The sky in September is not grayish, and the scattered leaves are scattered in the wind, so desolate. In this sad season, I took away your face, no matter how stubborn I look up, I still can't bear itSorrow, crystal tears, drops dripping, no matter how strong I am, when you decide to give up on me, I still cry. I know that I have lost more than just a relationship, but a real understandingMy person, I curled up in a corner, hugging my cold self, and gently flowing sadness.
I want time to shake off my shackles, I want to forget the pale memories one by one, and these, but the scenes are clearly reproduced and refused to retreat. The green and frosty days are red, and I stillThe painful scales were stripped by the past, and one person walked silently stepping on loneliness. Since then, I like to leave you in the night, like to accompany you with the moonlight, miss you, and love to feel the sky, just for you to stay on the night., I will come out with a smile. I will hold you tightly in the palm of your hand, and will not let you spread out in front of the world, because you are my one and only.
During this time apart from you, I encountered a lot of scenery along the way, those gorgeous and colorful, but there is no ripple in me, not because the scenery is not beautiful, but because I only have you in my heart, although it isLonely, but I am willing to choose this lonely for you. You are buried deep in my heart and have an irreplaceable position. I never thought that you would really leave me, nor did you think that you reallyTo leave me so heartlessly, the things that I fear are really here, and the illusion I have been insisting on is really, disillusioned.

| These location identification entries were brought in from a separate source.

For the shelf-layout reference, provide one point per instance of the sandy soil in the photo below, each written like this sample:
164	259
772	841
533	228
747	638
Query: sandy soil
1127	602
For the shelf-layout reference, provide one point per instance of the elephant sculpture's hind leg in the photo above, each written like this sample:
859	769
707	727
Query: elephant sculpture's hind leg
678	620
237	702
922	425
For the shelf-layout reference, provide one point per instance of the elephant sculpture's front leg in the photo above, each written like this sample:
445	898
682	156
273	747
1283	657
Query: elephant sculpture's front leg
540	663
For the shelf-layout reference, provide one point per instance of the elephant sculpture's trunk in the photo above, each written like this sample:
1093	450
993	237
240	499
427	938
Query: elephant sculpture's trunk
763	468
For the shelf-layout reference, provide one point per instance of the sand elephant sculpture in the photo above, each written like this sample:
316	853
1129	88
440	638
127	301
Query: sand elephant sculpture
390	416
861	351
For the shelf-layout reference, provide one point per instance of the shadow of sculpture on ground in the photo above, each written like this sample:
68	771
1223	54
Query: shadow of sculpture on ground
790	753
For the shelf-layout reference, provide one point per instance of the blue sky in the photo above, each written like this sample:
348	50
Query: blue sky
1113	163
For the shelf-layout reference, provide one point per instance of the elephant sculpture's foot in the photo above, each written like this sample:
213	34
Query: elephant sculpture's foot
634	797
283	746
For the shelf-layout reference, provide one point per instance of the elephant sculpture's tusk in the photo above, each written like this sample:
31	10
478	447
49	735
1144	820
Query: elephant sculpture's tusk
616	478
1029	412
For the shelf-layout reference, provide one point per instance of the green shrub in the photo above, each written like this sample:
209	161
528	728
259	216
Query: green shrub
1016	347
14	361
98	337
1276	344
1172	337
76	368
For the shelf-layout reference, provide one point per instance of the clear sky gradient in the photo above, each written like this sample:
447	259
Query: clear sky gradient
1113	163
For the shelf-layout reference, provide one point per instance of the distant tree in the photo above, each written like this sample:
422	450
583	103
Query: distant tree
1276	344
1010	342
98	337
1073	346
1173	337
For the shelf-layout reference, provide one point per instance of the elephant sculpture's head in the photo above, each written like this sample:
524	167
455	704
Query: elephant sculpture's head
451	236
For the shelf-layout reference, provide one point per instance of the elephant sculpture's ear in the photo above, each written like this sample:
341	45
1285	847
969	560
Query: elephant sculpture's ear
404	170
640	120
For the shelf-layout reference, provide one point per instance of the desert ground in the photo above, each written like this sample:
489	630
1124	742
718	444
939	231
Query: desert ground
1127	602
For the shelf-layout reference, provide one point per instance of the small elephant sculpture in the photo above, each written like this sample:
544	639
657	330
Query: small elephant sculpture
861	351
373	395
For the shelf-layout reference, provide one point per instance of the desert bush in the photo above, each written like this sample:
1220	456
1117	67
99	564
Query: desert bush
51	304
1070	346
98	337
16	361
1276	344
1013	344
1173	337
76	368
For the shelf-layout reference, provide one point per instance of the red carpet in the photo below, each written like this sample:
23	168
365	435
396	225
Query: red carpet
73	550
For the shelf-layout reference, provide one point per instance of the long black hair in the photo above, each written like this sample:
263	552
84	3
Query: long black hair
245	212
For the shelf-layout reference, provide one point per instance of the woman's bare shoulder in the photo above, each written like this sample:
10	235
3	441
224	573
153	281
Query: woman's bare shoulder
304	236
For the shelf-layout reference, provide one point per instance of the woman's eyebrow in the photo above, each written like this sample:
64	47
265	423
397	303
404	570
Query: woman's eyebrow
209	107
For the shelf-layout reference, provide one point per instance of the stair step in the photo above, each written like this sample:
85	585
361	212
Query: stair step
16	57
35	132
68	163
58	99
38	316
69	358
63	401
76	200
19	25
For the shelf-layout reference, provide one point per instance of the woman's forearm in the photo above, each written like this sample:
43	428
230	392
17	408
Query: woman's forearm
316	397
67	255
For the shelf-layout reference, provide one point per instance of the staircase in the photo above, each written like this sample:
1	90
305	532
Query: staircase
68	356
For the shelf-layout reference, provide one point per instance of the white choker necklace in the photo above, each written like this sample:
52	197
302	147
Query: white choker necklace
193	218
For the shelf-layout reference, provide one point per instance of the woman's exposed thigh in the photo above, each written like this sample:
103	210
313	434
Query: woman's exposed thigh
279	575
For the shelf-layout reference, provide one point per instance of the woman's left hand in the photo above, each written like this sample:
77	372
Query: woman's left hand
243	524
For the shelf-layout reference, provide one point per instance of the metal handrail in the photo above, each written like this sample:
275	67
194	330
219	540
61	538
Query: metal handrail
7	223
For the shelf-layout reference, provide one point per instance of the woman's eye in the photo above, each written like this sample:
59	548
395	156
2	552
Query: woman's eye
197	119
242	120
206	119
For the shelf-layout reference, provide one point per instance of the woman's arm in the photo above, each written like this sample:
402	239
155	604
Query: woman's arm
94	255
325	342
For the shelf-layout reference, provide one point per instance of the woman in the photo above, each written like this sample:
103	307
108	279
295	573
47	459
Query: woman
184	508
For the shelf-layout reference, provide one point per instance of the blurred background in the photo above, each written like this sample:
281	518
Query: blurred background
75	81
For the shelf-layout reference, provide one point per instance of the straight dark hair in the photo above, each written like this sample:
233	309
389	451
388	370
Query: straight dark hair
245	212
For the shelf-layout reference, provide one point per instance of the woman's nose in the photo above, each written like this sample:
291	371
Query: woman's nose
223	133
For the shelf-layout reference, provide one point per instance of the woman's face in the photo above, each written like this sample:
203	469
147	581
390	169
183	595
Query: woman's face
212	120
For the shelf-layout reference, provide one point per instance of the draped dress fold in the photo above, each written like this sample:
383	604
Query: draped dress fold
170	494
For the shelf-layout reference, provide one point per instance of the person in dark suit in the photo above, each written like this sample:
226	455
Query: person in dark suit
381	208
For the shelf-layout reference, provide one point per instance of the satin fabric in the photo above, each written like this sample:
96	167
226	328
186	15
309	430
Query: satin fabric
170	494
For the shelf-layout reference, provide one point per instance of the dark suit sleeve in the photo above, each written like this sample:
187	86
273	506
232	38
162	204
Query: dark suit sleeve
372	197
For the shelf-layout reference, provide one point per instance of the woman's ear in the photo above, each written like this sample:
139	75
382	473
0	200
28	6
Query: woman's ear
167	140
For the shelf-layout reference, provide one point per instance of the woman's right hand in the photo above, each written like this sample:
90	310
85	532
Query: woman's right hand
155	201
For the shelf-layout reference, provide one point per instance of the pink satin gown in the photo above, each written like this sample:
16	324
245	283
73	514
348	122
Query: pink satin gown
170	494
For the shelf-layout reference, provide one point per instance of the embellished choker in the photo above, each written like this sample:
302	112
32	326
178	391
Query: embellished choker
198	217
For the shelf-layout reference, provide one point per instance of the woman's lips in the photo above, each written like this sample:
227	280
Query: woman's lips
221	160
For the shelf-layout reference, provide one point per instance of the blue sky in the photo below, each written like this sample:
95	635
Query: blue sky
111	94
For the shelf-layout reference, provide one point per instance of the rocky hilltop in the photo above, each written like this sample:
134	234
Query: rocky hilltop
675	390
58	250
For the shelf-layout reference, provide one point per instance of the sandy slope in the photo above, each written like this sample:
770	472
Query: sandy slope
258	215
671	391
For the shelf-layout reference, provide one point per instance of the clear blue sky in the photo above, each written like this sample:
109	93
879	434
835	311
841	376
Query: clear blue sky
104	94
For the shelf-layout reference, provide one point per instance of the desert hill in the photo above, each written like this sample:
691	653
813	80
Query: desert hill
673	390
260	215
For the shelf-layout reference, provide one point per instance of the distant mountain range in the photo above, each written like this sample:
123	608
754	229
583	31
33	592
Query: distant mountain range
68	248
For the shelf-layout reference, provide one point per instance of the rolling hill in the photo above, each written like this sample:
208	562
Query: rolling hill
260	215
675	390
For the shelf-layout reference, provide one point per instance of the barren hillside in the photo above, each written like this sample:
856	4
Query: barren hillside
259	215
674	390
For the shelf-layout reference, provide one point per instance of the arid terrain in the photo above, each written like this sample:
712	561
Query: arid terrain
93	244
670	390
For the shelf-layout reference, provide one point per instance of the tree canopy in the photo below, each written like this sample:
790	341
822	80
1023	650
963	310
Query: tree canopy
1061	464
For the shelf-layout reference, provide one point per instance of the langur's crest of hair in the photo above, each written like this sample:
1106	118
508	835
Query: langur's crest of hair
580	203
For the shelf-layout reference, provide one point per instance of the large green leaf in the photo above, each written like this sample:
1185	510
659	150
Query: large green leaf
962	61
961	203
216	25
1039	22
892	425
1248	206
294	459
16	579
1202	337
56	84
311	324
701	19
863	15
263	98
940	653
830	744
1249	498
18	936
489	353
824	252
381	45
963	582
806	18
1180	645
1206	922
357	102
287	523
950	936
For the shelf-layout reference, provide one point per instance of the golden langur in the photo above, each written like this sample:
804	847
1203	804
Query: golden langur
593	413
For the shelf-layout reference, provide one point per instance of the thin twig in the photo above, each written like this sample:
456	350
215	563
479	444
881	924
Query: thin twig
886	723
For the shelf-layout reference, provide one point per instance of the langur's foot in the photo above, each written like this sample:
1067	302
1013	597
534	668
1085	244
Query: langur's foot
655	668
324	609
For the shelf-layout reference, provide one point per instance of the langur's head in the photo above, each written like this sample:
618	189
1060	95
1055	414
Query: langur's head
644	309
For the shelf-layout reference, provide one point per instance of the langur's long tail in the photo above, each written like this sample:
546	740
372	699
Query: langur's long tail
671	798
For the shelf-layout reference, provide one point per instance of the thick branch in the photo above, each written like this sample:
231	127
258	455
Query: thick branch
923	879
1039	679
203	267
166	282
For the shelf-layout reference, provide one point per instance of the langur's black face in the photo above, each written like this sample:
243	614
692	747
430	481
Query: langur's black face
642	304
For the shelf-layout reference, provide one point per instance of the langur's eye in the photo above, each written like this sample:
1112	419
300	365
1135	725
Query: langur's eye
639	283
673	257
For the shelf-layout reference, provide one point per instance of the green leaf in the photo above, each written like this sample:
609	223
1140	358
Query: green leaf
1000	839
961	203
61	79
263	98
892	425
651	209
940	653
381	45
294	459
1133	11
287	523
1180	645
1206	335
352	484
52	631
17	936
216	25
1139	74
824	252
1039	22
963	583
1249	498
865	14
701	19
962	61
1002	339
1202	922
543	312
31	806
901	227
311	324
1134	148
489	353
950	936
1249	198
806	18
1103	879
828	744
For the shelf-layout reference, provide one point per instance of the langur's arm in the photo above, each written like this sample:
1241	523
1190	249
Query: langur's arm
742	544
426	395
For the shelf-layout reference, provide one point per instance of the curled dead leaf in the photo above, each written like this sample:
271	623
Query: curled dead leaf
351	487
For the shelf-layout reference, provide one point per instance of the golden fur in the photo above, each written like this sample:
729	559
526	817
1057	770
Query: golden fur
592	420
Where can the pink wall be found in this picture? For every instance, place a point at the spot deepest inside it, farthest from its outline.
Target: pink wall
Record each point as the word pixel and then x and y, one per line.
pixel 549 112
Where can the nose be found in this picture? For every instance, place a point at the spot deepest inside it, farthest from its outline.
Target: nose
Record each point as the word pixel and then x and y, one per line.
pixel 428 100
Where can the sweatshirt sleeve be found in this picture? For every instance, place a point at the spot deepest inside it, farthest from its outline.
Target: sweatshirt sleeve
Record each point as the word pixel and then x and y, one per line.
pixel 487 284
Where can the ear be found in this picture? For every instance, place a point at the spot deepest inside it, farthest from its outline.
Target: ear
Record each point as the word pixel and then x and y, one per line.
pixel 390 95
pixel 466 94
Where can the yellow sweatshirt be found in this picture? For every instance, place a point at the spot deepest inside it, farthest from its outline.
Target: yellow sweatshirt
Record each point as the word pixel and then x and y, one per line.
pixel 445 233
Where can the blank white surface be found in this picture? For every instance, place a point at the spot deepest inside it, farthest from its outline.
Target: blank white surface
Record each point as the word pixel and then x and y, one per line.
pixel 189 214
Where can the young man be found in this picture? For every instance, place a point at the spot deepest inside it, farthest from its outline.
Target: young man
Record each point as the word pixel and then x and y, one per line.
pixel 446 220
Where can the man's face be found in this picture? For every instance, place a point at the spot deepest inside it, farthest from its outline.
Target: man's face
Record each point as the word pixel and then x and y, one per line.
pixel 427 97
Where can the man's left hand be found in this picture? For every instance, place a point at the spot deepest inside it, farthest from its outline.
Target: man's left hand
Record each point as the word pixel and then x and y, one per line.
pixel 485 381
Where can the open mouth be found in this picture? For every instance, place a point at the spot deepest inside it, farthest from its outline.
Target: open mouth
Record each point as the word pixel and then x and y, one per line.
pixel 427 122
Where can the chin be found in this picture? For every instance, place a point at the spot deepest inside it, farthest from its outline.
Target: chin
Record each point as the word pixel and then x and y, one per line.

Without your eachother, I would not be so nostalgic, if not for those who were fatal, I would not be as sad and physically and mentally as today. Our bits and pieces, after all, desolate between you and me,Maybe you and I are the eternal true love left in memory. We have no way to go back to the beginning, I know we have gradually faded out of each other's world, I know ours Love Destined to be imperfect, I also know that we have missed each other in this life.
Hong Chen Mo Lu, in the end is ruthless, no matter how beautiful the scenery is, it ’s just a journey. Years pass, everything will end up in the dust and haze. I am always living in my fantasy, those fantasy companionsI went through one desolate night after another, the taste, only I know, how bitter it is. Facing a passing feeling, I can't always delete you from memory, so deeply hidden,Nostalgia. After all, there is no escape from desolation, such as the desolation of this cold autumn.
Until now, I finally know that we ca n’t go back. The reality is so cruel, it completely broke the strong and sensitive heart. Those painful memories are gradually blurred in the passing years, and the distance makes me untouchable.Your breath, I can only choose to look far away, and your silence makes me really have no courage. It is a pity that the person who accompanies you to the end is not me. I know that it is only me who is sad now.It ’s not you. Now that I ’m doomed, I will let go. From then on, I will take a detour on the way with you, but I will turn to see you, see your back disappear before my eyes, and then I will plant acacia inIn my text, wait for the day when the red beans are hanging.